Wolverhampton council is the latest local authority to have its knuckles wrapped by the Information Commissioner’s Office (ICO) after a data handling blunder led to it exposing the personal details of nearly 10,000 people.
The ICO revealed in a newly published Undertaking that it was first notified of the incident by the council back in January.
It claimed the following:
“On 26 November 2015, the data controller asked for a report to be produced by its payroll department. Due to an oversight the personal data of 9858 data subjects was emailed to an external recipient.”
The victims worked for 73 varied educational establishments in the area, according to the report.
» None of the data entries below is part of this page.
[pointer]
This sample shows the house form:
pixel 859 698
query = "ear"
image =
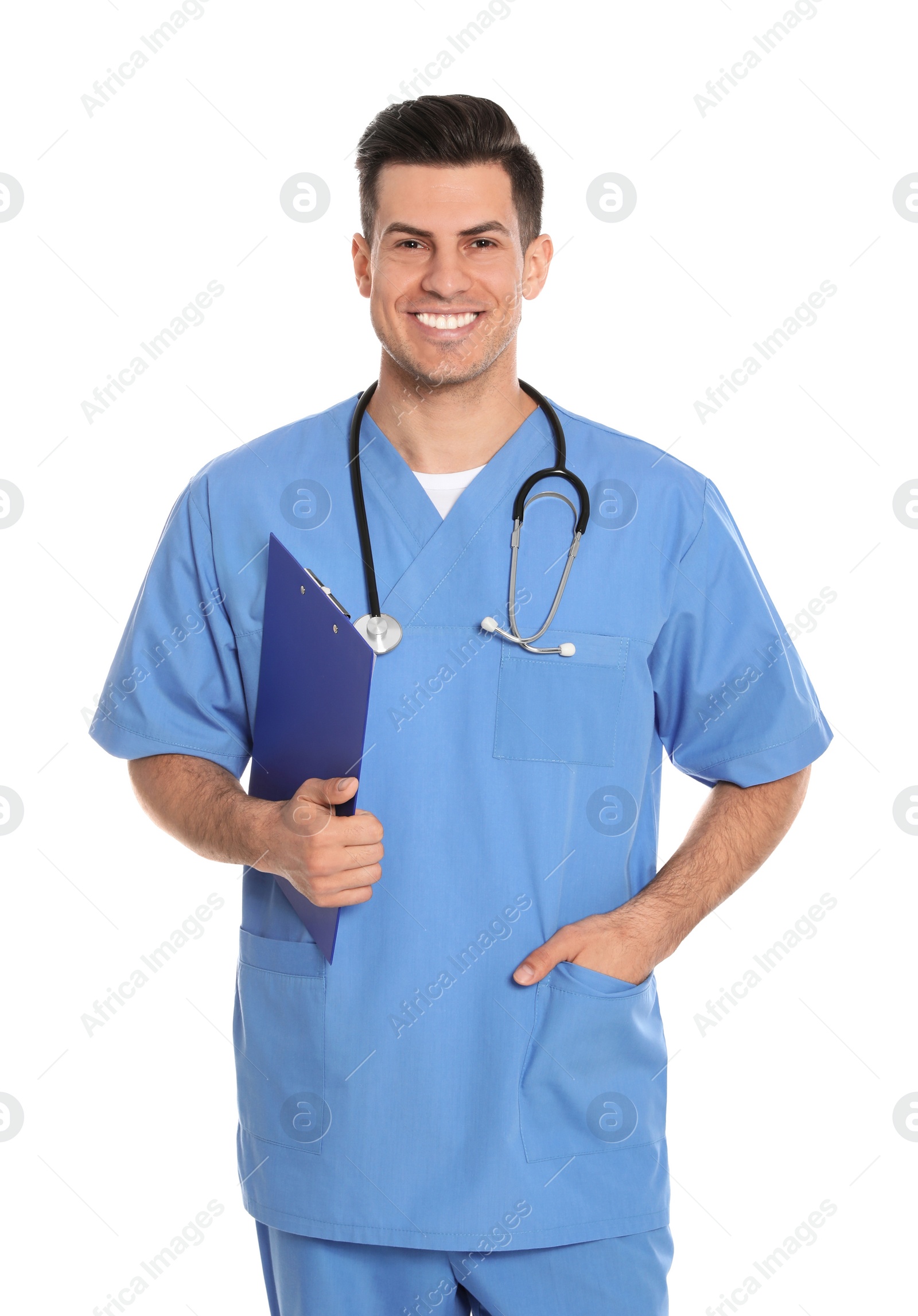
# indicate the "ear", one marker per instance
pixel 536 265
pixel 362 265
The council has been in trouble before and was served an Enforcement Notice in 2014 requiring all staff to complete an e-learning training course on protecting information.
Although those terms were met, the ICO remains concerned that there was no plan in place to “establish an effective mechanism to monitor and implement refresher training.”
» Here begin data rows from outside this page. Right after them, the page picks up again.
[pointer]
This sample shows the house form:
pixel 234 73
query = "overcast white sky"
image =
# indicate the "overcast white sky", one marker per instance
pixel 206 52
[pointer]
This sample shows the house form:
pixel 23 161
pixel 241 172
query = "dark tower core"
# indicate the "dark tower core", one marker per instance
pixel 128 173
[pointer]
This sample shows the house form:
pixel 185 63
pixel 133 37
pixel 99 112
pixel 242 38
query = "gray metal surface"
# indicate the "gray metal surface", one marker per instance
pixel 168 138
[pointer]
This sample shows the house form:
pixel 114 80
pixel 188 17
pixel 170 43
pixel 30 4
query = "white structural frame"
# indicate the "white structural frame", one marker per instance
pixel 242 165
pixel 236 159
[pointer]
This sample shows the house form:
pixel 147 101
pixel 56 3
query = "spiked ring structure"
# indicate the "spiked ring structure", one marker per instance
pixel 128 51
The ICO has now demanded that Wolverhampton council put in place such a system within three months.
It added:
“The data controller shall ensure that all staff handling personal data receive data protection training and that this training is refreshed at regular intervals, not exceeding two years. The data controller should ensure that all staff that handle sensitive personal data regularly, receive refresher training within six months of the date of this undertaking, and all other staff have received refresher training within nine months of the date of this undertaking.”
New information commissioner Elizabeth Denham took over the reins at the data protection watchdog last week and it’s expected she will take a firm line on those firms which break the Data Protection Act with serious transgressions.
She will have her work cut out at the ICO, however, with managing the UK’s data protection regime in light of the Brexit vote.